With temperatures expected to climb into the 80s and near 90s today and on into the coming week, by Thursday, temperatures are anticipated to be 30 degrees higher than the normal high for this time of year. But it is the drought monitor that bears a closer look.
On May 21, 2020, the Drought Monitor map showed that northern California and Eastward are showing abnormally dry conditions, while many dry areas of the Plains and Midwest have not had drought development due to the unseasonably cool temperatures in May.
In the West, temperatures for the region were 3-6 degrees above normal over central Nevada, Utah, Colorado, and eastern New Mexico, with most of the rest of the region near normal to 3 degrees below normal for the week. In the Pacific Northwest, the recent rains helped to slow down further degradation in Oregon and Washington, with portions of the abnormally dry areas of western Washington improved this week.
However, as California and the American West head into fire season amid the coronavirus pandemic, scientists are harnessing artificial intelligence and new satellite data to help predict blazes across the region.
Monitoring moisture content
To this end, a team of researchers at Stanford University in California has developed a deep-learning model that maps fuel moisture levels in great detail – across 12 western states, from Colorado, Montana, Texas and Wyoming to the Pacific Coast.
The research team published a description of their technique in the August 2020 issue of Remote Sensing of Environment.
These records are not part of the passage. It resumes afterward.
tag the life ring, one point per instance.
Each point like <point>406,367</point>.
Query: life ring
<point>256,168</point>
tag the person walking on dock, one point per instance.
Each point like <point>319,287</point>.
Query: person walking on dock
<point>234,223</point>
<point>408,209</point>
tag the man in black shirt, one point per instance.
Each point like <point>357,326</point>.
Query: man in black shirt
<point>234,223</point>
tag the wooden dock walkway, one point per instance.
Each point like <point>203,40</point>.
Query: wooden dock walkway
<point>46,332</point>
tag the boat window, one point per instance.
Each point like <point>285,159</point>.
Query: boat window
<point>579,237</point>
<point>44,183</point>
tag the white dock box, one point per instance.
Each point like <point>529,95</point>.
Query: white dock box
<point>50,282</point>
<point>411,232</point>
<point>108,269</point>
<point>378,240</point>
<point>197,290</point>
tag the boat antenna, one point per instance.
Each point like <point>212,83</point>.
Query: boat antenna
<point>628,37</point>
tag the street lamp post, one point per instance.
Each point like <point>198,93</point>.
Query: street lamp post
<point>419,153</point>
According to the senior author of the paper, Stanford University ecohydrologist Alexandra Konings, the new dataset produced by the model could “massively improve fire studies.”
The new model uses what’s called a recurrent neural network, an artificial intelligence system that can learn to recognize patterns in vast mountains of data. The scientists trained their model using three years’ worth of field data – starting in 2015, when SAR data from the European Space Agency’s Sentinel-1 satellites became available.
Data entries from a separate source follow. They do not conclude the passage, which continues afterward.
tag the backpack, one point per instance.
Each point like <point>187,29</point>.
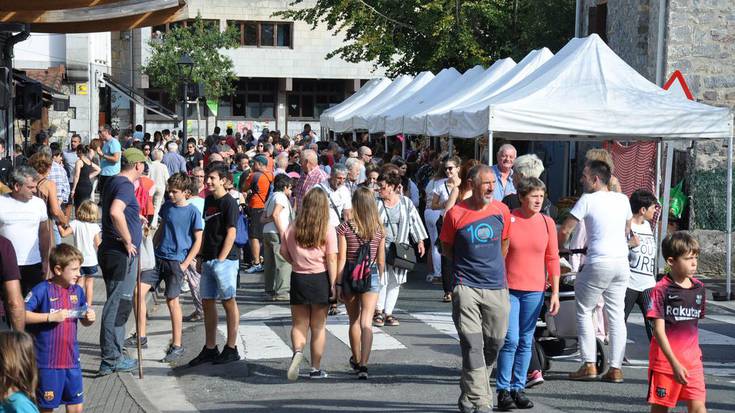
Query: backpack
<point>241,235</point>
<point>254,189</point>
<point>359,272</point>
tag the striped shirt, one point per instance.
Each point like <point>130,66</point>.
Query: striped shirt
<point>353,242</point>
<point>56,343</point>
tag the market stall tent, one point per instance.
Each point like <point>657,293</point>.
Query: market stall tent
<point>364,95</point>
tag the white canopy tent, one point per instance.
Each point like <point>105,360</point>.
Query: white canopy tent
<point>345,120</point>
<point>364,95</point>
<point>410,118</point>
<point>391,122</point>
<point>390,96</point>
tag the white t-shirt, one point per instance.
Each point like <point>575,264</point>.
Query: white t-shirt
<point>339,200</point>
<point>642,258</point>
<point>605,214</point>
<point>434,189</point>
<point>19,222</point>
<point>278,198</point>
<point>84,233</point>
Using this data and additional data from the National Fuel Moisture Database, the model was then put it to work estimating fuel moisture from two types of measurements collected by spaceborne sensors.
One estimation involves measurements of visible light bouncing off Earth. The other, known as Sentinel-1 synthetic aperture radar (SAR), measures the return of microwave radar signals, which can penetrate through leafy branches all the way to the ground surface.
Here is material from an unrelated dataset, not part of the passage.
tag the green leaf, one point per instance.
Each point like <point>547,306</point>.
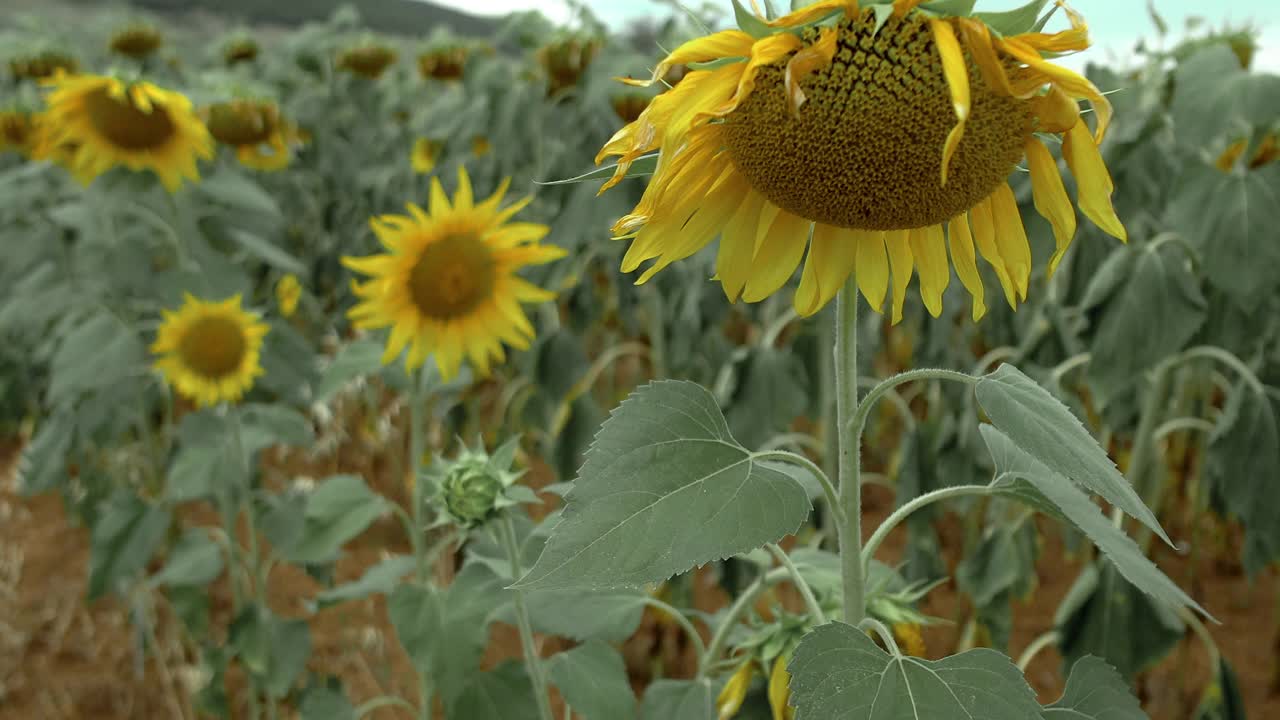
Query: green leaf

“The western US spans a large climatological range, with a diverse mix of 6 land covers, making it an excellent location to test the robustness of the algorithm,” according to the study.
“One of our big breakthroughs was to look at a newer set of satellites that are using much longer wavelengths, which allows the observations to be sensitive to water much deeper into the forest canopy and be directly representative of the fuel moisture content,” said Konings, who is also a center fellow, by courtesy, at Stanford Woods Institute for the Environment.
The model’s estimates feed into an interactive map that fire agencies may eventually be able to use to identify patterns and prioritize control measures. “Creating these maps was the first step in understanding how this new fuel moisture data might affect fire risk and predictions,” Konings said. “Now we’re trying to really pin down the best ways to use it for improved fire prediction.”